Every American citizen is responsible for filing their own federal income tax return, through what is called voluntary compliance. Most Americans do file their income tax return reporting their earning and paying the required tax liability as calculated by federal tax code. But not everyone willfully files their income tax return, and intentionally break the law by not paying the correct tax amount, or not reporting income.
There is a big difference in taking a few tax deductions for a few hundred dollars and committing tax fraud. Tax fraud means that you have intentionally broken the tax law providing incorrect information on your federal income tax return for the purpose of financial gain. Activities the IRS determines as breaking the tax laws include but are not limited to:
deliberately underreporting income
deliberately omitting income
keeping two sets of books
overstating the amount of deductions
making false entries in books and records
claiming personal expenses as business expenses
hiding assets or income
claiming false deductions
transferring assets or income
The IRS created the Criminal Investigation Division to research and correct improper tax filing and improper tax payment. The Criminal Investigation Division of the IRS investigates a wide variety of individuals and corporations including business owners and self-employed wage earners. It is the main component of the IRS’s efforts to directly influence taxpayer compliance.
The Tax Fraud Program is the Criminal Investigation Division’s largest enforcement program that covers a variety of tax fraud and tax and money laundering crimes. According to IRS statistics there were 1,863 investigations initiated by the Tax Fraud Program in 2006, leading to nearly 700 people being sentenced and incarcerated for breaking the tax law.

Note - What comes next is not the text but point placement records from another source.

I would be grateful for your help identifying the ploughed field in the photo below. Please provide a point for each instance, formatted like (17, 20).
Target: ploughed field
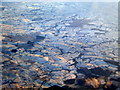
(69, 44)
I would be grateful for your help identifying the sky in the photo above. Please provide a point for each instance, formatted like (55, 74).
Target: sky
(59, 0)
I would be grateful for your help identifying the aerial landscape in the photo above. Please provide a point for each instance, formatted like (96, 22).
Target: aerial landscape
(59, 46)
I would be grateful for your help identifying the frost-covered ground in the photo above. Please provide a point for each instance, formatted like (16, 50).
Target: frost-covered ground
(46, 43)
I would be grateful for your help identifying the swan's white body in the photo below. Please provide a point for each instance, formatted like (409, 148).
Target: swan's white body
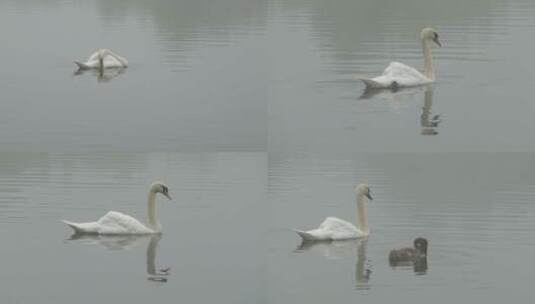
(398, 75)
(103, 59)
(332, 228)
(119, 223)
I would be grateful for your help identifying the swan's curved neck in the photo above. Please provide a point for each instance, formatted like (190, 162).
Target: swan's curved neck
(428, 60)
(153, 219)
(362, 215)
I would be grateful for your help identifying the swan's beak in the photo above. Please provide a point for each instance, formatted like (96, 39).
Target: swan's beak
(437, 42)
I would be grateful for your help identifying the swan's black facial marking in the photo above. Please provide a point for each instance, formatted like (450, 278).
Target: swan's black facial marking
(369, 194)
(435, 39)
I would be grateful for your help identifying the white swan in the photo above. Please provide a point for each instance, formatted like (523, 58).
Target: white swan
(119, 223)
(398, 75)
(334, 228)
(102, 59)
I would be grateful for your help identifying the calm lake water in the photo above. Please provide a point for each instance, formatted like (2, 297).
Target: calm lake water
(248, 110)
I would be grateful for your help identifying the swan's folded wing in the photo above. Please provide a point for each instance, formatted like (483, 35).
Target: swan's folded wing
(404, 75)
(339, 229)
(119, 223)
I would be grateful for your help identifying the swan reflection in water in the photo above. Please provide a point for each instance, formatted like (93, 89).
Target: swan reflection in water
(102, 75)
(418, 265)
(123, 242)
(429, 121)
(344, 249)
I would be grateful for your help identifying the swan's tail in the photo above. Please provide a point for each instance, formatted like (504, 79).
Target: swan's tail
(370, 83)
(305, 235)
(81, 65)
(74, 226)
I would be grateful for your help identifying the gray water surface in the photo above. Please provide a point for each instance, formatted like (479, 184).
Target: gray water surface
(248, 110)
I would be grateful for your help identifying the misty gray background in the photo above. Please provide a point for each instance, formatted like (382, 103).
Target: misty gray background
(249, 111)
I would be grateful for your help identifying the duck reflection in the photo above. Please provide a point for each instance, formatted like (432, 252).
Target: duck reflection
(123, 242)
(428, 121)
(102, 75)
(344, 249)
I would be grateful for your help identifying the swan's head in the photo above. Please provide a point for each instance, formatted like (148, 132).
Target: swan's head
(363, 189)
(159, 187)
(420, 244)
(429, 33)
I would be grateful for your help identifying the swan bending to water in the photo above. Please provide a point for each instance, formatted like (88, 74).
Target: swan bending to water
(334, 228)
(102, 59)
(398, 75)
(119, 223)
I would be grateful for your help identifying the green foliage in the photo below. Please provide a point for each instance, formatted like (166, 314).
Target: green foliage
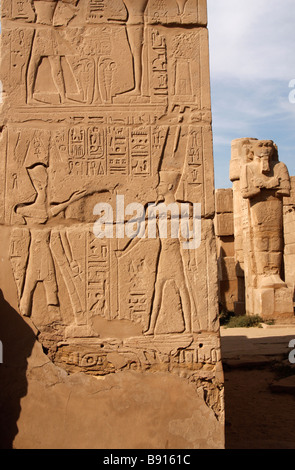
(244, 321)
(230, 320)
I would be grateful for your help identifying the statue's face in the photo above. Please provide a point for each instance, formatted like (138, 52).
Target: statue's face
(263, 152)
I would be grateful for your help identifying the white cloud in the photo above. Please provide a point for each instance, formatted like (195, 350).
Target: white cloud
(252, 39)
(251, 54)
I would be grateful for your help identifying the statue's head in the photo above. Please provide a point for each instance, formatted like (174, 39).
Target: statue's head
(263, 153)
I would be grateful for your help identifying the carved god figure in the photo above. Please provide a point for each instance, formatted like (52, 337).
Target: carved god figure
(264, 182)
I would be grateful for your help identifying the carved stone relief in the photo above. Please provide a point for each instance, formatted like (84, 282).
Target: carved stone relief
(104, 99)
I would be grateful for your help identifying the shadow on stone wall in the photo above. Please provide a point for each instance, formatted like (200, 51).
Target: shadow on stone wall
(17, 339)
(259, 411)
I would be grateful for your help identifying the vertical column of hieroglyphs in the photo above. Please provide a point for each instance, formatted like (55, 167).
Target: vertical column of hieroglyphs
(108, 102)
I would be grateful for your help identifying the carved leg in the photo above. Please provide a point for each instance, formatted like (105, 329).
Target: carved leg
(156, 306)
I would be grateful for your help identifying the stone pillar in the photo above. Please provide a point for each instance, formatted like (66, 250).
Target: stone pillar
(289, 237)
(107, 118)
(229, 292)
(260, 182)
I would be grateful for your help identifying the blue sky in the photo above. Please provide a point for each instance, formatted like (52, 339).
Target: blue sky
(252, 59)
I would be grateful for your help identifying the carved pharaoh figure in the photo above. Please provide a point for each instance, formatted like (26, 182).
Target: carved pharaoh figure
(135, 33)
(49, 43)
(40, 267)
(170, 264)
(264, 182)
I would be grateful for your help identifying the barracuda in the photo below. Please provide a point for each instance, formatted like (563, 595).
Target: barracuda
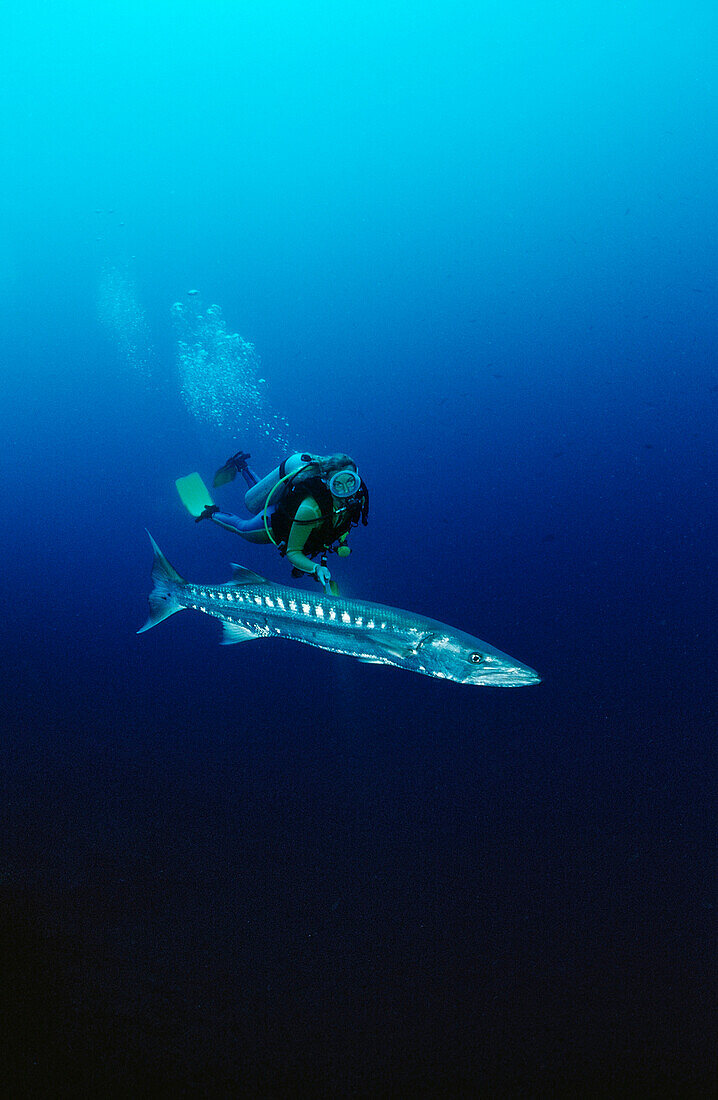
(250, 607)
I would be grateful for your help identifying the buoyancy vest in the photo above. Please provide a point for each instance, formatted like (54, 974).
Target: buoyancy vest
(331, 526)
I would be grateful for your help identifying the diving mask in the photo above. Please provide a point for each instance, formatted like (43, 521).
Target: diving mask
(344, 484)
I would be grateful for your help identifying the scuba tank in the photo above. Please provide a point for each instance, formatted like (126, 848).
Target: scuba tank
(257, 497)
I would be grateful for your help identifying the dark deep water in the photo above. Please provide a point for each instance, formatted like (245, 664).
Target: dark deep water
(475, 248)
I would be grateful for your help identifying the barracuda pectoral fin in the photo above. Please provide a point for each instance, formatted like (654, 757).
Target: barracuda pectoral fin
(232, 633)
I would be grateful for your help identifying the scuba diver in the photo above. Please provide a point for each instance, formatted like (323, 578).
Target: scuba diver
(306, 507)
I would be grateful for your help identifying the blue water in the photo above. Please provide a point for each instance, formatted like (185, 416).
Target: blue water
(474, 246)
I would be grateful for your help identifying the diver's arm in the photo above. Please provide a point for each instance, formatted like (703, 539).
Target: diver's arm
(307, 519)
(228, 520)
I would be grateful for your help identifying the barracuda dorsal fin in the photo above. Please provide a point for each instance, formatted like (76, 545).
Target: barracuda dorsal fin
(242, 575)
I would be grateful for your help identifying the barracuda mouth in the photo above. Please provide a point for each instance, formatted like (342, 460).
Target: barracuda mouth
(507, 678)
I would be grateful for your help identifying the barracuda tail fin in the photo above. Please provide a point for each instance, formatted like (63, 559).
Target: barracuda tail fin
(166, 579)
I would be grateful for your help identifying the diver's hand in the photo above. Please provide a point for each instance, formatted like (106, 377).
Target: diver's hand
(207, 513)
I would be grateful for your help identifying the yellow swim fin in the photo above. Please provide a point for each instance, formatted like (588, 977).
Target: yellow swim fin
(194, 494)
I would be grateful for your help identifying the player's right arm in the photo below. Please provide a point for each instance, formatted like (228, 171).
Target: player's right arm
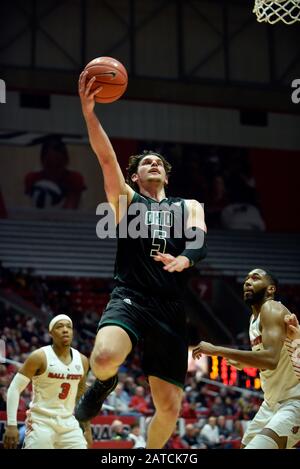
(35, 364)
(114, 181)
(293, 326)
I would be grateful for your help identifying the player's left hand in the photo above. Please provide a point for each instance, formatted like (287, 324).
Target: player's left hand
(204, 348)
(89, 437)
(171, 263)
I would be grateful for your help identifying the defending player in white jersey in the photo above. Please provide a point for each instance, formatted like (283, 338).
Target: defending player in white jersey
(58, 374)
(273, 331)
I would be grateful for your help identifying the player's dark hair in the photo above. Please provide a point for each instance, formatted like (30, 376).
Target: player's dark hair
(134, 162)
(56, 144)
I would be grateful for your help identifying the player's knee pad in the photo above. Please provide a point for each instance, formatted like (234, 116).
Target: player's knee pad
(262, 442)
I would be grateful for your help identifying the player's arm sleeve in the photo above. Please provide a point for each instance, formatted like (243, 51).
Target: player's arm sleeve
(18, 384)
(195, 233)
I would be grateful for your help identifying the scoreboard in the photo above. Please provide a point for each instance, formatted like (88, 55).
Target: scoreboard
(219, 369)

The Tax Fraud Program classifies tax fraud crimes into two basic programs, legal source tax crimes and illegal source financial crimes. Legal source tax crimes involve people who earn wages legally but choose to evade taxes by violation of tax laws. These cases involve behaviors that threaten the tax system, such as questionable claimed refunds, unscrupulous tax return preparers, and persons who challenge the legality of income taxes. The prosecution of these cases is essential in supporting the IRS’s overall compliance goals, encouraging voluntary compliance with the tax laws, and promoting fairness and equity in the American tax system.
The second program, illegal source financial crimes, focuses on money gained through illegal sources of income, such as illegal gambling. According to the IRS, these underground operations threaten our “voluntary tax compliance system and undermine the overall public confidence in our tax system.” The IRS demands that taxes be paid on money earned through any means, therefore many recipients of illegal income attempt to legitimize their income. This process of “cleaning” the illegally obtained money is known as “money laundering.” The IRS deems money laundering as “tax evasion in progress.”
Nowadays, money launderers use various schemes and transactions to conceal income and assets. This includes manipulation of currency reporting requirements and the layering of transactions. Since money laundering and currency violations are often intertwined with tax violations, the illegal source financial crimes program encompasses many tax and tax related violations.
The punishments and penalties for tax fraud issues vary from cases to case. However, according to the US tax code (sections 18 and 26) some violations of tax law carry penalties of up to five years in prison with fines up to $250,000.00 for individuals and $500,000.00 for corporations. According to IRS statistics, the average incarceration sentence for tax fraud crimes in 2006 was 26 months.
The important thing to remember is to be completely honest when preparing your income tax returns. Alternatively, you should seek a competent professional to prepare your returns for you. If you follow your legal duty of voluntary compliance and pay your taxes without hiding income then there is never a reason to worry.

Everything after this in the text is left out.